Dyenen pensó que era posible, pues los hombres solían casarse con hermanas. Además, los críos le pertenecían y ya tenían un lugar en su corazón. No quería renunciar a los pequeños y, aparentemente, la mujer era buena madre.
El chamán pensó en la aldea y en las mentiras que Cuervo le había contado. Esa mujer no era Kiin y, sin embargo, así la llamaban, por lo que habían abusado del poder del nombre. Habían insultado a la gran tallista y desatado la cólera de sus espíritus, del espíritu de su alma y del de su nombre. No le extrañaba que se hubieran producido varias muertes.

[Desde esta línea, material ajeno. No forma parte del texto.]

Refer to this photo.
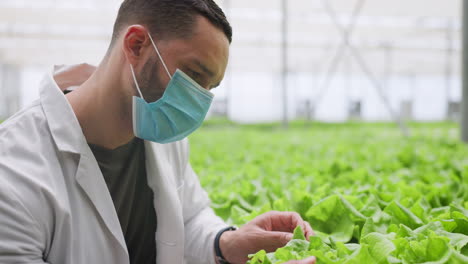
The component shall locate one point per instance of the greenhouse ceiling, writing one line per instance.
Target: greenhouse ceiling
(419, 33)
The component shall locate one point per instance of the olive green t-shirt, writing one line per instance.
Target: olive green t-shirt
(125, 175)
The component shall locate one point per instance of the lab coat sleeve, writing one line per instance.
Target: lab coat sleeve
(21, 241)
(201, 223)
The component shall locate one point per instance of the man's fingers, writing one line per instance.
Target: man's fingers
(276, 240)
(308, 230)
(288, 221)
(309, 260)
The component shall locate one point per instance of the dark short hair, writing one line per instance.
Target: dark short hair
(168, 19)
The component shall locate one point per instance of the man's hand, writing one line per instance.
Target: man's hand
(309, 260)
(269, 231)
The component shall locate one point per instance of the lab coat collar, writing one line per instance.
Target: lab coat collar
(68, 136)
(63, 124)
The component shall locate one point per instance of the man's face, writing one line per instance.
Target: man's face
(203, 57)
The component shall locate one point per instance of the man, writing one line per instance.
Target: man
(101, 174)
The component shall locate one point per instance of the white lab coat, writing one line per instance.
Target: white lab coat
(55, 206)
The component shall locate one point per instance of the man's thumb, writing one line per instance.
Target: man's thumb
(280, 239)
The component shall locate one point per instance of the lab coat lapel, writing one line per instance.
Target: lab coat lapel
(90, 178)
(68, 136)
(170, 230)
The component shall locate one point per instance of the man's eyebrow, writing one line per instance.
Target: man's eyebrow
(204, 68)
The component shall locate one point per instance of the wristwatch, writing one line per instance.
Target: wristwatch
(219, 255)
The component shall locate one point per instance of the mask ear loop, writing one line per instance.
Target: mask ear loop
(160, 57)
(136, 82)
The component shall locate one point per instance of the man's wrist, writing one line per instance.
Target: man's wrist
(223, 243)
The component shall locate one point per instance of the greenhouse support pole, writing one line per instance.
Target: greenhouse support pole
(464, 121)
(284, 62)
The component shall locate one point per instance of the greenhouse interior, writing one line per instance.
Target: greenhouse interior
(353, 114)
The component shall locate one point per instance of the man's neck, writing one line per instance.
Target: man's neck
(102, 109)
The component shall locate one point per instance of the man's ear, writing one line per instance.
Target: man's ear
(134, 42)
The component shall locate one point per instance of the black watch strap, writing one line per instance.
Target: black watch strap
(219, 255)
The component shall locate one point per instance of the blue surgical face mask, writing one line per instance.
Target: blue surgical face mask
(179, 112)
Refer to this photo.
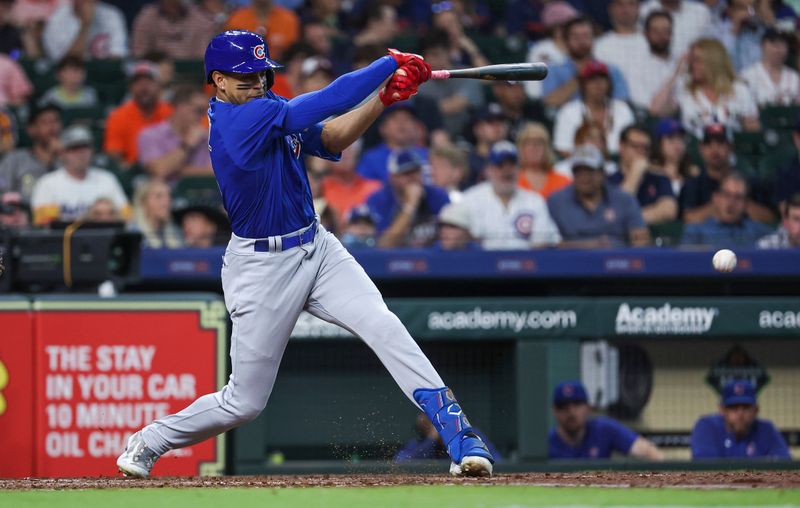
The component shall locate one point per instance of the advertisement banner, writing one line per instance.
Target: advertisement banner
(496, 318)
(16, 387)
(105, 369)
(704, 317)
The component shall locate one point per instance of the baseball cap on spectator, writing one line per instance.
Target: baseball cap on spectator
(557, 13)
(569, 391)
(404, 161)
(502, 151)
(668, 127)
(144, 69)
(11, 200)
(76, 135)
(454, 215)
(360, 213)
(587, 156)
(42, 109)
(593, 69)
(738, 392)
(715, 132)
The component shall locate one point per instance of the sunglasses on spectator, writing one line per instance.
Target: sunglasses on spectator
(439, 7)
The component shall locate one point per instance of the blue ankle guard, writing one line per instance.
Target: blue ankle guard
(447, 417)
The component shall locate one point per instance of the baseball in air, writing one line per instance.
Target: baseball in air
(724, 260)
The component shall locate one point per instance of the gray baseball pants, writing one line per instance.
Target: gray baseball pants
(265, 293)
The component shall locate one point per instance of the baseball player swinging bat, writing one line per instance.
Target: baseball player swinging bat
(501, 72)
(281, 261)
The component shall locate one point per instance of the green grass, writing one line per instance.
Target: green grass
(413, 497)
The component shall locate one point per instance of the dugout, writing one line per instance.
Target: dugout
(651, 362)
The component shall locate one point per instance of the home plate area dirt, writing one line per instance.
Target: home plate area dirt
(699, 480)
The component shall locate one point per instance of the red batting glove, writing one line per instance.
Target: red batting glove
(412, 60)
(399, 88)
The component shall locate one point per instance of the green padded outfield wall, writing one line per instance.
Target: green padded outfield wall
(502, 357)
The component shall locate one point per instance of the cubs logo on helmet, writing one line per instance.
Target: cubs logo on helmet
(258, 52)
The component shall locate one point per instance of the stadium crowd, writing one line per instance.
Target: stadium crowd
(666, 122)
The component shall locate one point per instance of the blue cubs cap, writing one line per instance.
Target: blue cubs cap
(739, 392)
(238, 51)
(569, 391)
(715, 132)
(502, 151)
(404, 161)
(668, 127)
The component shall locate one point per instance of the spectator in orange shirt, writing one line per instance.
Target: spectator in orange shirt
(345, 189)
(536, 161)
(278, 25)
(143, 109)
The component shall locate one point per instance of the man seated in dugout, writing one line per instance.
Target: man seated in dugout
(579, 436)
(736, 432)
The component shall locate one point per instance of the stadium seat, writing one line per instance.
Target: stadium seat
(749, 147)
(779, 117)
(667, 234)
(196, 190)
(497, 50)
(41, 73)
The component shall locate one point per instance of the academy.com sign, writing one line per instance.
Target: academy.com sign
(516, 321)
(664, 320)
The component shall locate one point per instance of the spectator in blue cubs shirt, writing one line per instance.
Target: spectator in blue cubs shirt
(736, 432)
(577, 436)
(406, 210)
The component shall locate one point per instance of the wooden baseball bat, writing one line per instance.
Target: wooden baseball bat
(502, 72)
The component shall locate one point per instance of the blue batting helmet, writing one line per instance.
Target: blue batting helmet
(238, 51)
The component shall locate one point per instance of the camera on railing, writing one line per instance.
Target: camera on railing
(69, 257)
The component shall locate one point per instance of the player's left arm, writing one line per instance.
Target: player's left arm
(341, 132)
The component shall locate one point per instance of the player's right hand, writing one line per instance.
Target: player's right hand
(412, 61)
(401, 86)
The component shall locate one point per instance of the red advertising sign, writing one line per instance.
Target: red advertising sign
(104, 370)
(16, 389)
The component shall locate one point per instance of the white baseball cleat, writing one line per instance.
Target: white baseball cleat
(137, 459)
(472, 466)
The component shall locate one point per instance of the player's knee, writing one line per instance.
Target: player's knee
(247, 409)
(248, 412)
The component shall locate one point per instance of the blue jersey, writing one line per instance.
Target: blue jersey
(257, 148)
(711, 440)
(260, 168)
(603, 436)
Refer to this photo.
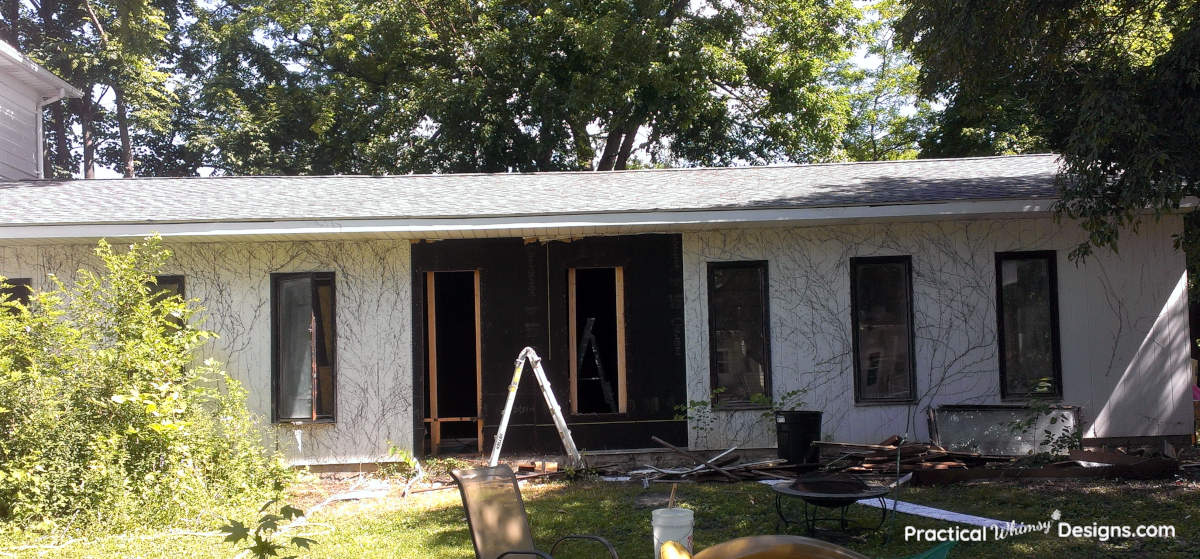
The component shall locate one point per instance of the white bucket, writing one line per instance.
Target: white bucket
(671, 524)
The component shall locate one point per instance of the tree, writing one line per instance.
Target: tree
(1113, 85)
(887, 118)
(352, 86)
(109, 49)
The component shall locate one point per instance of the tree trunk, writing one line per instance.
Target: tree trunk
(61, 145)
(611, 145)
(89, 137)
(583, 151)
(627, 145)
(123, 126)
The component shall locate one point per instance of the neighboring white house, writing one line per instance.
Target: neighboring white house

Si ayunaba y rezaba, si decía a la difunta Kiin que la honraría con cánticos y canciones y que honraría a su hijo y a su hermana, quizá podría anular la maldición que pesaba sobre su aldea y conservar a los dos niños.
—¿Cómo te llaman? —preguntó a la mujer.
—Cola de Lemming —respondió.
—Cola de Lemming, te conservaré como esposa y me quedaré con tus hijos —declaró Dyenen.